Pause. Consider the question. Who is it who observes?

Has not your “me” changed throughout your life? Have not your likes, your preferences, your body, your opinions, your likes, your dislikes, your beliefs, your ideas, your behaviors, your personality changed and transformed over your lifetime? Is your “me” today the same “me” that was present at 10 years old? 15? 20? Are they not each entirely different “me”s?

So then, if this “me” does in fact exist, which “me” is the truth? Which “me” is the real one? Is today’s “me” really more “me” than yesterday’s? Or just different?

Who is it who has observed all of these different “me”s? Has not the observer of your “me” remained entirely unchanging? Who is it who observes?

This question is where the path to freedom truly begins.

The illusory “me” which our observer observes is what drives our lives. That “me” is what creates our suffering, what prevents us from realizing that we are always already free, always already enlightened, always already one with God. We have always already arrived. It’s your false “me” which makes you believe otherwise.

You breathe when the body needs air. You drink water when the body is thirsty. You laugh fully and heartily when the moment calls for it. The mind is fully still and silent as awe washes over you at the sight of a magnificent sunset. You lose yourself in a beautiful moment. You find states of “flow” when you and everything around you seem to disappear. In those moments of wu wei, pure effortless action as Taoists call it, your “me” ceases to exist. You are at peace.
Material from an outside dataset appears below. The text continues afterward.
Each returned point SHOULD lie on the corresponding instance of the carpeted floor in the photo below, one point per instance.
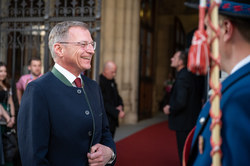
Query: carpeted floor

You are the Buddha.

That is enlightenment. That is nirvana. That is the Kingdom. And it is always present.

The path to bliss, to nirvana, to enlightenment, to God, to peace, to Truth, begins at the realization and recognition that this “me” is a complete fabrication, an illusion. It has no reality. It is not the truth of you. Who is it who observes?

This is what the Masters and Sages — Buddha, Jesus, Lao Tzu, and others attempted to instill.

And this “me” is precisely where we falter in our search for perfection. Because enlightenment, oneness with God, nirvana, peace, bliss, cannot coexist with this “me”. And this false “me” protects itself at all costs.

But it is precisely our belief in this “me” which must be dissolved to find that which we seek as human beings.

This “me” is the gateless gate of Zen. It is the beam, the log, in your eye of Christianity. The only barrier to enlightenment. The thing that keeps us from the Kingdom. And, in reality, it has never existed.

Now I ask you: what would it look like to live a life without this “me” running the show? Without the incessant chatter inside your mind? Without even the seeking, the searching for this peace, bliss, nirvana, God, enlightenment that is driven by this “me”? What would it look like to give up everything you think you are to find that which you truly are: the pure observer? 

Who is it who observes?

That is the real path, if a path can be said to exist at all (since a path cannot go from point A to point A). We will all realize this freedom whether we like it or not. Perhaps not in life, but certainly when death kisses us with her tender lips and forces our “me”, our identity, what we think we are, to dissolve back into the nothingness from which it came. 

We will realize freedom one way or another. It is every human being’s destiny. The question is: do you have the courage to realize freedom while you’re still alive? To realize that you were, are, and always will be always already enlightened?

My friend, you have already arrived.